District official Khimananda Bhusal told AFP that roughly 50 people remained unaccounted for, revising down the number of missing from the 63 reported by authorities on Friday.
"It is hard to confirm the total number because we don't know if the buses stopped to add or remove passengers along the way," he said.
Dozens of rescuers spent hours struggling to comb the raging Trishuli river with rafts, sensor equipment and dive teams to find any trace of the passengers or the vehicles.

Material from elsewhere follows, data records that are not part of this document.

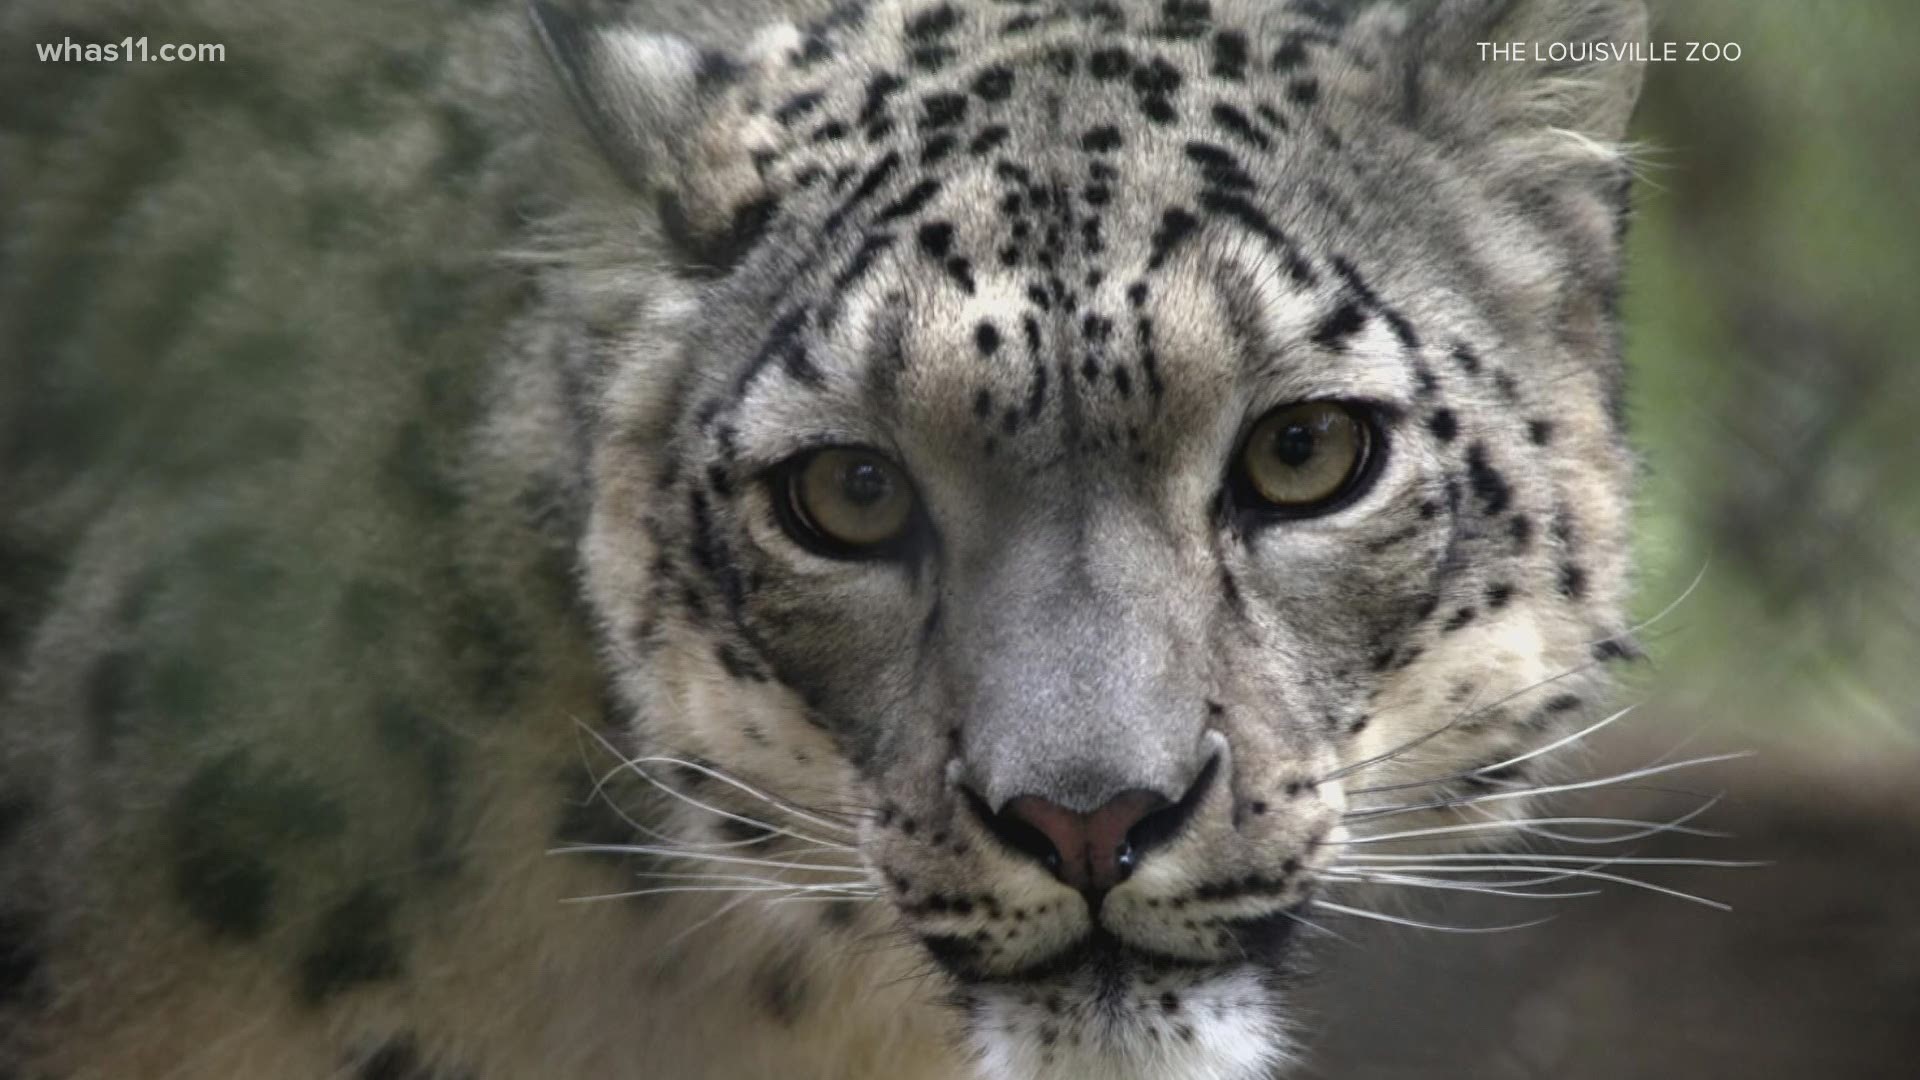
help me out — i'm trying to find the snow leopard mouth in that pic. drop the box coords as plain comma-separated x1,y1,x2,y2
931,911,1305,990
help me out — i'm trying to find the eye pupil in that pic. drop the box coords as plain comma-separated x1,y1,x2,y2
1272,423,1316,468
841,461,892,507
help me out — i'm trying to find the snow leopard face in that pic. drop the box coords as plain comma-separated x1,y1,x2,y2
538,0,1646,1075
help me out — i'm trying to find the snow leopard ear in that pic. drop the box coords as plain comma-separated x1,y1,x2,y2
528,1,780,276
1401,0,1648,171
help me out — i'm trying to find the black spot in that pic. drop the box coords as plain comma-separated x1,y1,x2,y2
1271,33,1310,71
774,89,825,126
976,322,1002,356
906,4,961,41
1465,442,1511,516
911,44,954,70
918,221,954,258
1544,694,1583,714
658,193,778,279
695,49,742,90
973,65,1015,101
1184,142,1255,191
1148,207,1200,269
920,91,969,129
1443,607,1477,632
1089,46,1133,80
1593,637,1642,663
170,752,345,941
968,125,1011,156
1081,125,1123,153
921,132,958,164
0,910,43,1007
1311,301,1367,351
1296,0,1351,28
1210,102,1270,151
1485,582,1515,609
823,151,900,235
858,72,905,129
1131,56,1183,97
1211,30,1249,80
718,814,777,846
1507,513,1534,550
1528,419,1555,445
811,119,851,143
1451,341,1482,374
877,178,942,223
1558,562,1589,599
944,258,976,293
1427,409,1459,442
376,702,462,876
1287,79,1319,107
793,32,831,66
299,886,403,1005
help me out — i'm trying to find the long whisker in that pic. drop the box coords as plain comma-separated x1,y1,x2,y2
1334,871,1600,901
1316,656,1608,785
563,881,878,904
1337,805,1728,847
548,843,869,875
1343,751,1754,822
1310,899,1553,934
1345,704,1639,798
622,869,879,891
1340,852,1763,868
570,720,855,854
1332,861,1744,911
628,754,861,837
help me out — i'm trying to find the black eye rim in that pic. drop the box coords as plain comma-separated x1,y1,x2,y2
768,445,927,562
1227,400,1391,521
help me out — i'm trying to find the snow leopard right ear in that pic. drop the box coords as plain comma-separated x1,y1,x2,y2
528,1,780,276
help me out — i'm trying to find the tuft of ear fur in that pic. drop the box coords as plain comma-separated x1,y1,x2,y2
1396,0,1648,187
1416,1,1647,138
527,1,783,278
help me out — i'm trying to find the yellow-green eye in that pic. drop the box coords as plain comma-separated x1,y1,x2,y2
1238,402,1376,513
783,447,918,554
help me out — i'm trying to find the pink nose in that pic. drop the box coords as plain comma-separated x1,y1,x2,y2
999,791,1168,893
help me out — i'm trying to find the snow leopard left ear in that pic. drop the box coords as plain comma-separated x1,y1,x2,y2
528,1,781,276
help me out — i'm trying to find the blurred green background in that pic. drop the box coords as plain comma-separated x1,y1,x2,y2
1623,0,1920,760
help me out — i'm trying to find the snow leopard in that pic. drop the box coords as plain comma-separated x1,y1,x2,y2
0,0,1648,1077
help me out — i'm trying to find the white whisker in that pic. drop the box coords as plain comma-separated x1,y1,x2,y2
1335,871,1600,900
1346,704,1640,799
1344,751,1754,821
1340,852,1762,868
548,843,869,875
562,881,876,904
1311,899,1553,934
1333,861,1740,911
1338,806,1727,847
630,754,859,836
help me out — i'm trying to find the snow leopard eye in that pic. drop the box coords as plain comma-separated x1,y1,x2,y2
777,447,920,557
1233,401,1382,517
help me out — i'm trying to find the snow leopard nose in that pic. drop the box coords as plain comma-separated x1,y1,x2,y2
970,757,1218,897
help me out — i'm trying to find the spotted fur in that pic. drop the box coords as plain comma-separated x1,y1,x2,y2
1,0,1647,1077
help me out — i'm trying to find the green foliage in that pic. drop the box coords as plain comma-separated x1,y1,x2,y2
1624,1,1920,750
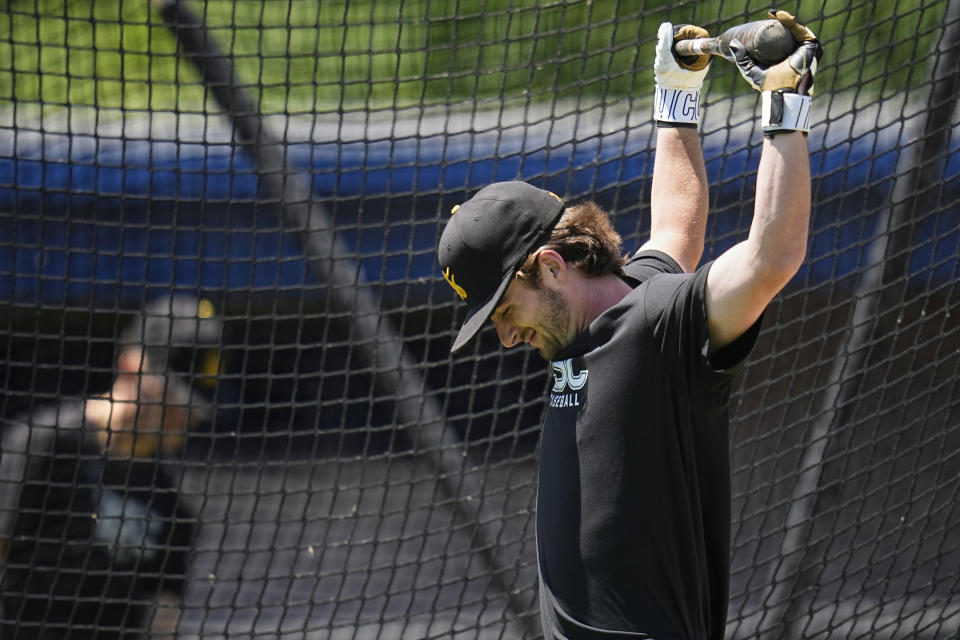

Teams on Saturday also moved downstream in hope of locating the missing passengers.
Fierce currents made worse by this week's torrential downpours have hampered their efforts so far.
Chitwan district chief Indra Dev Yadav said that all authorities in the area have been instructed to stay on alert for any signs of the missing.
"The river is narrow here and very deep," he told AFP. "The water level is high, its speed is high and its turbidity is also high."
The accident happened before dawn on Friday along the Narayanghat-Mugling highway, around 100 kilometres west of Kathmandu.
One bus was heading from the capital to Gaur in Rautahat district in southern Nepal, and the other was en route to Kathmandu from southern Birgunj.
A driver was killed in a separate accident on the same road after a boulder hit his bus. He died as he was being treated at a hospital.
Deadly crashes are common in the Himalayan republic because of poorly constructed roads, badly maintained vehicles and reckless driving.
Nearly 2,400 people lost their lives on Nepal's roads in the 12 months to April, according to government figures.
Twelve people were killed and 24 injured in an accident in January when a bus heading to Kathmandu from Nepalgunj fell into a river.
Road travel becomes deadlier during the annual monsoon season as rains trigger landslides and floods across the mountainous country.
Monsoon rains across South Asia from June to September offer respite from the summer heat and are crucial to replenishing water supplies, but also bring widespread death and destruction.
The rainfall is hard to forecast and varies considerably, but scientists say climate change is making the monsoon stronger and more erratic.
Floods, landslides and lightning strikes have killed 88 people across the country since the monsoon began in June, according to police figures.